Although the Alkebulan concept only materialized recently, Smalls says the food halls are the end result of a project he has been developing his whole life.

Growing up in Spartanburg, South Carolina, Smalls says his family used food as a means of bringing everyone together. “It was the centerpiece of who we were,” he says.

To that end, a young Smalls was either playing the piano or cooking with his mother. Nearly everyone in his family had a job directly related to food. His father was in the grocery business, and his paternal grandfather was a city-farmer. Smalls’ aunt and uncle on his father’s side were chefs in New York, and his maternal grandfather was also a chef.

Even though food was an inescapable part of his childhood, he says he rarely, if ever, heard people talking about the African American culinary experience as “part of the language of cooking.”

“I never heard people talking about my food,” he adds. “So, when I transitioned from singing opera music and decided that I wanted to be a chef, I wanted to make sure the food of my ancestry and my upbringing, my culture, was given the respect and the regard that other culinary disciplines received.”

Smalls spent the early part of his adulthood studying opera at several institutions such as the University of North Carolina School of the Arts and the Curtis Institute of Music in Philadelphia. As a member of the Houston Grand Opera he performed in George Gershwin’s Porgy and Bess, which earned Grammy and Tony awards in 1977. He continued to develop his passion for opera and food while living in France and Italy before returning to the States.

This passion led Smalls to open Harlem’s Café Beulah in 1994, which he describes as the first fine-dining African-American kitchen in New York City. The restaurant received positive reviews and was considered a harbinger of what the chef calls the Southern revival cooking revolution that was taking place in NYC.

Smalls, who himself has an old-time movie star air about him, says celebrities like Oprah, Aretha Franklin, and Julia Roberts, were regulars back in the ’90s.

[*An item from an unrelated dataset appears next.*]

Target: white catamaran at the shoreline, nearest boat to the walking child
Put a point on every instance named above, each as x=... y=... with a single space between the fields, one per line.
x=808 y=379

Café Beulah was only open for three years, but it sparked Smalls’ curiosity. From there, he endeavored to learn how he could better educate the public about African American cuisine and its history.

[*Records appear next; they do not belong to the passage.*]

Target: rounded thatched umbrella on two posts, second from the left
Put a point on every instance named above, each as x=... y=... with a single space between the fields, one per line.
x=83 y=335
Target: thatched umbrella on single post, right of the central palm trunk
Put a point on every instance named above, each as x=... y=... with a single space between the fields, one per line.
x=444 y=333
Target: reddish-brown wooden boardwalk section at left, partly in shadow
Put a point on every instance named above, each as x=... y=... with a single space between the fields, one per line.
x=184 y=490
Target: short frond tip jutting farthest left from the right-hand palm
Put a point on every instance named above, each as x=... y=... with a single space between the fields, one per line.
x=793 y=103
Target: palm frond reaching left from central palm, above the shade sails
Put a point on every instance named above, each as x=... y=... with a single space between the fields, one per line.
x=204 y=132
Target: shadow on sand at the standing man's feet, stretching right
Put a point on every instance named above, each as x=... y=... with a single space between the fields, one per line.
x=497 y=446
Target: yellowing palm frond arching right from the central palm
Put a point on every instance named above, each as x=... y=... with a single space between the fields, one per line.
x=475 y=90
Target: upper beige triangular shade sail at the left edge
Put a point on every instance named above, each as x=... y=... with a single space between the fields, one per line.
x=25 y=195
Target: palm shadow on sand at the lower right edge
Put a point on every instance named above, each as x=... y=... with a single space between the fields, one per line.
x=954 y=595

Smalls took a hiatus from the restaurant industry during the early part of the 2000s to refine his perspective of the culinary traditions that were birthed by the African diaspora. Smalls says he set out to follow the route of the transatlantic slave trade to learn how “Africa changed the global culinary conversation on five continents.”

Eventually his travels led Smalls back to the culinary scene in New York where he opened The Cecil in 2013. Described as an Afro-Asian-American restaurant, the menu focuses on how African traditions have impacted the cuisines of America and Asia. Just a year after opening, The Cecil was named Best New Restaurant in America by Esquire.

Around the same time, Smalls opened The Cecil’s sister restaurant, Minton’s, located within Harlem’s legendary jazz club Minton’s Playhouse. Jazz headliners like Dizzy Gillespie, Thelonious Monk, and Ella Fitzgerald were regulars at the club during its heyday.

Today, Minton’s is a high-end dining establishment with dishes that spotlight Smalls’ commitment to Southern revival and African-inspired cuisines. Baby back ribs served with sweet plantains show off his ties to the South, while the lamb dibi, a popular Senegalese dish of roasted lamb, mustard, caramelized onions, and yellow rice, illustrates his affinity for the flavors of Africa.

More recently, the opera singer–turned–chef has been recognized for his efforts as an author. Smalls was awarded the James Beard Award in 2019 for Best American Cookbook for Between Harlem and Heaven, which focuses on the Afro-Asian American cuisine that inspired the menu at The Cecil.

The development of Alkebulan is keeping Smalls busy. He regularly flies to Dubai to check on the original, and he and his business partners are hashing out the plans for the London location. But these passion projects haven’t stopped him from dreaming about the next best medium to promote the culinary traditions of his ancestry.

“One day I’d like to have a boutique farm resort,” Smalls says. “There is a huge movement of African Americans returning to farming, and that’s really important. I’m going to be a part of that conversation.”